Einweihungsfeier in der früheren Reiß⸗Villa – Das Programm des neuen Unternehmens – Ausbildung zum Wirtschaftsdolmetscher
Zwei Vorträge und ein Experiment
Am Vormittag des gestrigen Freitags beging die Handelshochschule im festlichen Musensaal des Rosengartens ihre Jahresfeier, der Nachmittag galt der Eröffnung und Einweihung des
Institutes zur sprach⸗ und wirtschaftswissenschaftlichen Ausbildung von Dolmetschern,
das in den neuausgestatteten und zweckmäßig eingerichteten Räumen der Reißvilla in E 7 untergebracht ist. Das Dolmetscherinstitut, das bereits mit Beginn des Sommersemesters mit einem englischen und französischen Kurs seine einzigartige Tätigkeit erfolgreich begonnen hat, steht unter der Leitung von Prof. Dr. Glauser, einem langjährigen Vorkämpfer der wissenschaftlichen Dolmetscherausbildung, stellvertretender Direktor ist der Privatdozent der romanischen Sprachen Dr. Gutkind, ein Dolmetscher, der als Neuphilologe in Deutschland einen bedeutenden Ruf besitzt. Mit herzlichen Worten begrüßte Prof. Dr. Glauser die Schar der Ehrengäste, die sich nachmittags 5 Uhr in der Reiß⸗Villa eingefunden hatten. Es sei ihm, so betonte der Redner, ein Bedürfnis, mit dem Gefühle aufrichtiger, tiefempfundener Dankbarkeit der Förderer dieses Gebäudes zu gedenken. An erster Stelle als Gönnerin stehe dabei die Stadt Mannheim, Oberbürgermeister Dr. Heimerich habe sich mit seiner ganzen Persönlichkeit für die Errichtung dieses Institutes eingesetzt. Mit dem gleichen dankbaren Gefühle müsse auch der Handelskammer Mannheim und der Handelskammer Ludwigshafen sowie der Bankvereinigung Mannheim gedacht werden. Nicht zuletzt habe das Reichsministerium der guten Sache kräftige Unterstützung zuteil werden lassen. Das Institut, dem bereits 41 Studierende angehören, sei das erste seiner Art in Europa und Amerika. Der Weg, den es gehe, sei von praktischen Bedürfnissen vorgezeichnet.
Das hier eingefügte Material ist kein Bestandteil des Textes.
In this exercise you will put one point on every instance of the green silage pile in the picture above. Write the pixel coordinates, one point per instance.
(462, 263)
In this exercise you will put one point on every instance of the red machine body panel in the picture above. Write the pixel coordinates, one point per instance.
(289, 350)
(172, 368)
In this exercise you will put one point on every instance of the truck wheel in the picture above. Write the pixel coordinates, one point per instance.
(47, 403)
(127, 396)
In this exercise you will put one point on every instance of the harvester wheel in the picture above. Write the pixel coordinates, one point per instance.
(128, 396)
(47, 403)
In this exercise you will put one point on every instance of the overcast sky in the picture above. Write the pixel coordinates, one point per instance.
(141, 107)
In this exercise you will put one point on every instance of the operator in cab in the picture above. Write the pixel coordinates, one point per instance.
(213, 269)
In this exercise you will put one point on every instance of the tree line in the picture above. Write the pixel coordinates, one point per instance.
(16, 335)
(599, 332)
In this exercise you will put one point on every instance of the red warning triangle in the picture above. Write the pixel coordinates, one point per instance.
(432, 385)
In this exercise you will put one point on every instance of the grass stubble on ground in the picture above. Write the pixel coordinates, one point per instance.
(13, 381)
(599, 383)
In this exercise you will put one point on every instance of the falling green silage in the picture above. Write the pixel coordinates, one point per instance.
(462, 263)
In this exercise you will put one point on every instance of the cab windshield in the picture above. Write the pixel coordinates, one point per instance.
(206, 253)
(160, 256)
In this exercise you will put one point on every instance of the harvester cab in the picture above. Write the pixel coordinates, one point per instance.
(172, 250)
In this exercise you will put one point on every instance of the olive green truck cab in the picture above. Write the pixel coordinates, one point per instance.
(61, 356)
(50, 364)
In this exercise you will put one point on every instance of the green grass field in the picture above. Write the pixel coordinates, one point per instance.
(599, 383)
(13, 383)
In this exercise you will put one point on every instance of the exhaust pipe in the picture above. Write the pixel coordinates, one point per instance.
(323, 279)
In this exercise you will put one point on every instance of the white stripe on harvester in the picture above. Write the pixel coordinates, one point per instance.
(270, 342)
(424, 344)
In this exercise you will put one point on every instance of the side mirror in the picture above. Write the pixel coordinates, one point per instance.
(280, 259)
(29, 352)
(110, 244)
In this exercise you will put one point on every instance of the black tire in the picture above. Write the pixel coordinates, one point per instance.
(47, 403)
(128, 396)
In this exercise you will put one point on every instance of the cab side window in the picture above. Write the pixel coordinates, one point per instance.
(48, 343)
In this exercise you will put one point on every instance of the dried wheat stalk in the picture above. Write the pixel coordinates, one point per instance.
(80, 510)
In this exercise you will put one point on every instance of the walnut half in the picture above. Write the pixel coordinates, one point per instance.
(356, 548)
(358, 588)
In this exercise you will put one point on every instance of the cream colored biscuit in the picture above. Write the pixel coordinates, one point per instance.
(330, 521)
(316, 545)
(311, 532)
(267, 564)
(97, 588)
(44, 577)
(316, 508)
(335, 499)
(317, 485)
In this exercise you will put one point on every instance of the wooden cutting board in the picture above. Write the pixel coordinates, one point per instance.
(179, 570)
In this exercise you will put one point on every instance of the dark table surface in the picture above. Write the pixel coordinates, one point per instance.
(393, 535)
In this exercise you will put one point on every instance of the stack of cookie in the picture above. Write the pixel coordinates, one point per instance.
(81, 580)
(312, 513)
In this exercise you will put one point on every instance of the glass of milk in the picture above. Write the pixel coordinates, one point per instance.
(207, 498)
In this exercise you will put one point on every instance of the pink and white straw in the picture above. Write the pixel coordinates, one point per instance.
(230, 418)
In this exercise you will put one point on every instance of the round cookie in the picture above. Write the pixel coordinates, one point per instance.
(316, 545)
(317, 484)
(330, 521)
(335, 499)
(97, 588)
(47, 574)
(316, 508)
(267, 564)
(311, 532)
„Freie Bahn dem Tüchtigen“
heiße es, denn zum Sprachstudium müsse auch Eignung vorhanden sein.
Aus dem reichen Schatze seiner Erfahrungen berichtete nun Professor Dr. Glauser, wie er auf die Idee, eine wissenschaftliche Dolmetscherausbildung zu schaffen, gekommen sei und wie er schon seit dem Jahre 1912 unermüdlich und rastlos an dem Werke, das nun endlich habe errichtet werden können, gearbeitet und praktische Untersuchungen angestellt habe. Dem Vaterlande zu dienen und dem Tüchtigen zu helfen, mit diesem Grundsatze sei er an die gewiß nicht leichte Aufgabe herangegangen und in diesem Sinne wolle er das Institut leiten, wenn ihm von Reich, Land, Stadt, Industrie und Handel allezeit die notwendige Unterstützung zugesagt werde.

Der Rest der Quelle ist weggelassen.